The Government has used these underspends as a convenient excuse not to sustainably invest in the service. The budget for NHS dentistry has remained flat since 2010, with no attempt to keep pace with demand, inflation, or population growth. [1]
Underfunding has reached the point where NHS dentistry is now being kept afloat by private patients. A typical NHS dentist loses £42.60 for every denture fitted and £7.69 for every new patient exam they carry out. The Department of Health and Social Care has collected data for a 'cost of service' exercise to measure this funding gap last Summer, but it has yet to be published.
Not a penny of new investment has underpinned the reforms announced at the end of last year. The BDA stress that to save NHS dentistry, and deliver a sustainable prevention-focused, patient-centred model of care, would require only a modest investment. The BDA has modelled those costs at an additional £1.5bn a year.

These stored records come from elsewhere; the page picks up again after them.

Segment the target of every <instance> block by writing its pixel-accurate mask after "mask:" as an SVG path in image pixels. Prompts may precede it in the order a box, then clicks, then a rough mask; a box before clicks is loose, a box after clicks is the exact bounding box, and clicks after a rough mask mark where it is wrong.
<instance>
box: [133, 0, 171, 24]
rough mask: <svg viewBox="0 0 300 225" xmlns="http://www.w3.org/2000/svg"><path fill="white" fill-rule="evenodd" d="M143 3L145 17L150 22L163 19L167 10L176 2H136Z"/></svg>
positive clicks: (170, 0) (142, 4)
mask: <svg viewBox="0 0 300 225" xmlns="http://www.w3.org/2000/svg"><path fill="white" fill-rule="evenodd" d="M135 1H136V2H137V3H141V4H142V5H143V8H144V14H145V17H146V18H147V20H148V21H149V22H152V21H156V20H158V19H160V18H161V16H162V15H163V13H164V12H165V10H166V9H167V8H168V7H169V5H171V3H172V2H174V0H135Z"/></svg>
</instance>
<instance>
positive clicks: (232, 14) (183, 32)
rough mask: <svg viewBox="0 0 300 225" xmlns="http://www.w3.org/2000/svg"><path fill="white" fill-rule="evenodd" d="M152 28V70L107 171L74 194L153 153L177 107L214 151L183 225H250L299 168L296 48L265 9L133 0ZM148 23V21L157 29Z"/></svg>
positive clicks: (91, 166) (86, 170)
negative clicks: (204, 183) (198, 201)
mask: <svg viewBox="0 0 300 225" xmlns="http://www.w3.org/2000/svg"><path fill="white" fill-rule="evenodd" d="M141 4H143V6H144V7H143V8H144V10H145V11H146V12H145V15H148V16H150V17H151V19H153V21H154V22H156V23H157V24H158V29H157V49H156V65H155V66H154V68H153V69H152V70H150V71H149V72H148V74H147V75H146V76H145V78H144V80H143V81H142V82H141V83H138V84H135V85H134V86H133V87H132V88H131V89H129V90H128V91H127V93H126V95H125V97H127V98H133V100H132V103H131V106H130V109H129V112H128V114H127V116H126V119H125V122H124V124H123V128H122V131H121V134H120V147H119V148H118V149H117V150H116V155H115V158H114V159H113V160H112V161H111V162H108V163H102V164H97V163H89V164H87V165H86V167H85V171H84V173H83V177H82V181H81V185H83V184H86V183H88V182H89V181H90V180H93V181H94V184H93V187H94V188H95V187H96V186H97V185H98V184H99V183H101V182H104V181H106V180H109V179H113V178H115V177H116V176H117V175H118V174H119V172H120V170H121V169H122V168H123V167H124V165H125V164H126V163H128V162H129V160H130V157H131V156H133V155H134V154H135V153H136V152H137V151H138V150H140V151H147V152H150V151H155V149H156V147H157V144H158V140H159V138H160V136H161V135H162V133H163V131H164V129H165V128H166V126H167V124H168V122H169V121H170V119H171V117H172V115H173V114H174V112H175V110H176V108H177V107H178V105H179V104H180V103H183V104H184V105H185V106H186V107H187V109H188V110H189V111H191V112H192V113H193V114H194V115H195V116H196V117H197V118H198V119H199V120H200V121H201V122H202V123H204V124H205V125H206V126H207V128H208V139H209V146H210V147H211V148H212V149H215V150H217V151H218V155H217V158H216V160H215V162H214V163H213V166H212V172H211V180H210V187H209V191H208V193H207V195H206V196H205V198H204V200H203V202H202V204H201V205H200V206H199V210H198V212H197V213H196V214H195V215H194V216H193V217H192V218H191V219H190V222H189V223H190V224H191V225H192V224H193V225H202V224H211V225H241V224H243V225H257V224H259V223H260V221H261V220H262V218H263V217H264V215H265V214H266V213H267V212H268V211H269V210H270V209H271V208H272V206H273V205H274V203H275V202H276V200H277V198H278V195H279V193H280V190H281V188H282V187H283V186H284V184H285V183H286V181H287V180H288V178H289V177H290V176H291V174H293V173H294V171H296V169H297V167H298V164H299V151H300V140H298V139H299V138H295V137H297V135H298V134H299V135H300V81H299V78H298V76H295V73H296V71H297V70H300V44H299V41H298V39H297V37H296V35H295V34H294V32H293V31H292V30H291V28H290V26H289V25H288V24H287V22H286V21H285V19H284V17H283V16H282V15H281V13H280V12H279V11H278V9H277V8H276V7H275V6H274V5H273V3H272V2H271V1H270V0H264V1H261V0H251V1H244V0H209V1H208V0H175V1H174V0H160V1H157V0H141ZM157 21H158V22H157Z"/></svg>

Shiv Pabary, Chair of the British Dental Association’s General Dental Practice Committee, said:
“Ministers have used the vast underspends in NHS dentistry as an excuse not to invest.
“Underspends have now all but vanished, yet we still have an access crisis.
“We have practices delivering NHS care at a loss. Without sustainable funding there is no way to restore care to millions.”
Notes to editors
[1] The budget is made up of both dental charges and government contributions. Even before factoring in inflation, Government put in less in 2023/24 (£2.18bn) then it did in 2010/11 (£2.2bn). This is unique for any NHS service. Factoring in inflation this has translated into savage real-terms cuts to the total budget of over a third, which has contributed to a collapse in access to care and a workforce exodus.